With the new year upon us, the time has come to close the books on 2021. For many companies, January is also the beginning of the new fiscal year, and with that comes making sure your book balances are accurate. The following steps will give you a leg up on ensuring your books are correct going into 2022.
Reconciling your bank accounts is one of the most important steps of closing the books and should be performed each month, all year long. Put extra scrutiny in your December reconciliation.
- Are there old checks that haven’t cleared the bank?
- If so, can you contact the recipient? Did they lose it and need it re-issued?
- If not, do you need to send it to the state as Unclaimed Property (escheatment)?
- Are there any duplicate expense entries?
- Are there deposits that haven’t cleared the bank?
- Were there any duplicate revenue entries?
- Were there collections marked as paid and ready for a deposit, but weren’t received?
- Does the reconciliation balance?
- If the ending difference is not zero, find the difference. Do not “plug” a number into a discrepancy account or clearing account – find the missing or extra transactions
- For QuickBooks users, is there a balance in Undeposited Funds?

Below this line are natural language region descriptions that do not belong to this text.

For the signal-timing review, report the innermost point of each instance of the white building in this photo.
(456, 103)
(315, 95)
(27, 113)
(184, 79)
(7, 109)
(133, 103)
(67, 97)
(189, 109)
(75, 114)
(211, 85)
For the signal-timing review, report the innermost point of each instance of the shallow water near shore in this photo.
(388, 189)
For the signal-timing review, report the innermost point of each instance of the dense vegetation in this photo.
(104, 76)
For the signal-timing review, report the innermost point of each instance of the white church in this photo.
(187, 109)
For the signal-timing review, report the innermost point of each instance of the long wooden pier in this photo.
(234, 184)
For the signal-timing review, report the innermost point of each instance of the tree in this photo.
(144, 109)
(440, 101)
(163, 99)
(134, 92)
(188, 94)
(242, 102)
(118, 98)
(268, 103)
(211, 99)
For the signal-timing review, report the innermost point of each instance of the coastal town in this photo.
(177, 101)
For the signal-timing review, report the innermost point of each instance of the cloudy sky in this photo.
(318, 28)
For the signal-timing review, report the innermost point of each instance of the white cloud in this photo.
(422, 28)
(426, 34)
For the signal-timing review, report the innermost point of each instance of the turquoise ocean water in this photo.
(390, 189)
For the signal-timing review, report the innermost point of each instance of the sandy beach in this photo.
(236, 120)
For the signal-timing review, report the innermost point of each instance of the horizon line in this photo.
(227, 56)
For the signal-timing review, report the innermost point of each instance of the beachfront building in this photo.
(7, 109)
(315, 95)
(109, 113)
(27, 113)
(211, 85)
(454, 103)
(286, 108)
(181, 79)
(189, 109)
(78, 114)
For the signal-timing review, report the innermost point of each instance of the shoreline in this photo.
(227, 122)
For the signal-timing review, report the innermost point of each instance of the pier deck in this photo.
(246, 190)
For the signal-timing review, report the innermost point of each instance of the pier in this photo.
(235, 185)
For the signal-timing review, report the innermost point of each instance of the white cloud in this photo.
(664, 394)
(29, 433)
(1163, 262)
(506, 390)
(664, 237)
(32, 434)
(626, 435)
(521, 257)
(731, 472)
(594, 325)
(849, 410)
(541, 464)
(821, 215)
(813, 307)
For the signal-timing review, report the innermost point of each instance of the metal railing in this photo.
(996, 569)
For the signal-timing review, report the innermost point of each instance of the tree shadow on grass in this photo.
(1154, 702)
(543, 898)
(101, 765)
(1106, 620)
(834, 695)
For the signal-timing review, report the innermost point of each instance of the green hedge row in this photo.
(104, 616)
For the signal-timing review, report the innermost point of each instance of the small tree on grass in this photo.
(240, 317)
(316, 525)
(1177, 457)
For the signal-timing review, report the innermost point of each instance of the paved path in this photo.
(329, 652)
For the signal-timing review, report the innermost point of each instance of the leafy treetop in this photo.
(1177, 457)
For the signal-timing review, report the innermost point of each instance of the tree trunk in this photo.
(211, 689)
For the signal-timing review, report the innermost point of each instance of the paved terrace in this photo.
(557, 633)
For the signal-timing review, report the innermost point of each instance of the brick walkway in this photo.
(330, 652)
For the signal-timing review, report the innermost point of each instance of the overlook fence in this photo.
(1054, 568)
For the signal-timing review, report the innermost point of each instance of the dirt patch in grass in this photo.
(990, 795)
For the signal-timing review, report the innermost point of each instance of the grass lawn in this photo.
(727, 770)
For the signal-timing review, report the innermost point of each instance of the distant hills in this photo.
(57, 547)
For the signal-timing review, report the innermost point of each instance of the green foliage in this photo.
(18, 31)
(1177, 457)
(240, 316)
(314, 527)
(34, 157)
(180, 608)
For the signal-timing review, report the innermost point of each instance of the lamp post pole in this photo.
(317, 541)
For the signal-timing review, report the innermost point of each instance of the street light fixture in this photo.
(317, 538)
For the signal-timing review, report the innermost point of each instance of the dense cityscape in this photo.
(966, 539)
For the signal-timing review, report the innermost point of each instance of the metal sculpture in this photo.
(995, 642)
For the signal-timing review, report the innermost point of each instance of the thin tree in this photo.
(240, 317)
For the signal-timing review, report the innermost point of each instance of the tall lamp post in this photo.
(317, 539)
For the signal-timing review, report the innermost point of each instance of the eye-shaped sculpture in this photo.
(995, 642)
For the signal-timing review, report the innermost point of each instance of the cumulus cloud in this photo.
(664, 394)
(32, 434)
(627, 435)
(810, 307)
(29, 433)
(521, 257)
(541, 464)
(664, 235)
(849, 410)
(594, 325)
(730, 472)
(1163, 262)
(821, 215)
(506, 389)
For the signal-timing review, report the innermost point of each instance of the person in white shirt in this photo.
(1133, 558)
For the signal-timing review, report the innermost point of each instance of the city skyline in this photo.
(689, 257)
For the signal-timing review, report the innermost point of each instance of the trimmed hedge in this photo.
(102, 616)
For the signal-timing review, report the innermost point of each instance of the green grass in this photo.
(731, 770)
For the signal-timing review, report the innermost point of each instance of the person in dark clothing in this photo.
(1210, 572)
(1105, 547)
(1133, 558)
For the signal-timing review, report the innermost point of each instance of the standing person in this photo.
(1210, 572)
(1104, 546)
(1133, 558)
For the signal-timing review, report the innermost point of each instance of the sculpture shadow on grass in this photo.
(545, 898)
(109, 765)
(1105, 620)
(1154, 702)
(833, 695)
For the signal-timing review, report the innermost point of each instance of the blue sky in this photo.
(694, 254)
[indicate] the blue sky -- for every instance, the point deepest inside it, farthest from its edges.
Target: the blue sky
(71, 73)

- If a payment was received is received but not yet deposited, it will go into Undeposited Funds. Is the balance accurate? For most users, Undeposited Funds should have a zero balance at some point in mid-to-late December.
Accounts Receivable and Payable
If your company operates on a Cash basis, meaning revenue and expense are only recognized at the point of cash receipt or dispersal, respectively, your books should not have Accounts Receivable nor Accounts Payable. However, if your company operates on an Accrual basis, meaning revenues and expenses are put on the books at the time of earning or owing, respectively, you will have Accounts Receivable and Payable.
- Run an Aging Report
- Should any invoicing be written off as bad debt?
- Are there customer invoices that were paid but still outstanding?
- Are there bills you paid, but they’re still on the books?
- Have you received all bills for expenses for last year?
- Have you invoiced all customers for last year?
Making large purchases is common for companies. Large purchases of property, plant and equipment are not expensed immediately and are converted into fixed assets. Fixed assets are depreciated: their expense is spread out over a pre-determined period of time.
- Were large purchases placed in fixed assets, or were they immediately expensed?
- If there were new fixed assets put into service, was there depreciation expense booked for them?
- Are there intangible (non-physical) assets that need to be booked? Think patents, copyrights, trademarks, and intellectual property.
- Is any new property eligible for Section 179 expense? Should the company use Section 179 this year?
Odds are high that employee wages, taxes, and benefits are the largest group of expenses on your books each year. Payroll can be tricky at the end of a fiscal year since there are different payroll frequencies and can be paid in arrears. Cash basis companies face fewer issues with end-of-year payroll but can still face common payroll pitfalls.
For companies that use current pay
- Does total wage expense for the year equal total gross wages for the year?
- Are all employer taxes accounted for? FICA, UI, etc.?
- Are withheld wages for health insurance offsetting health insurance expenses?
For companies that pay in arrears and are on Accrual Basis
- Was payroll accrued for the days in December that were worked but not yet paid?
- Was any payroll accrued at the end of last December cleared correctly?
This article is not meant to be all-inclusive, as there are several topics not covered, such as prepaid expenses, deferred revenue, and other accrued expenses. However, following these steps will set you off on the right foot for the new year and your upcoming tax returns, audits, or reviews.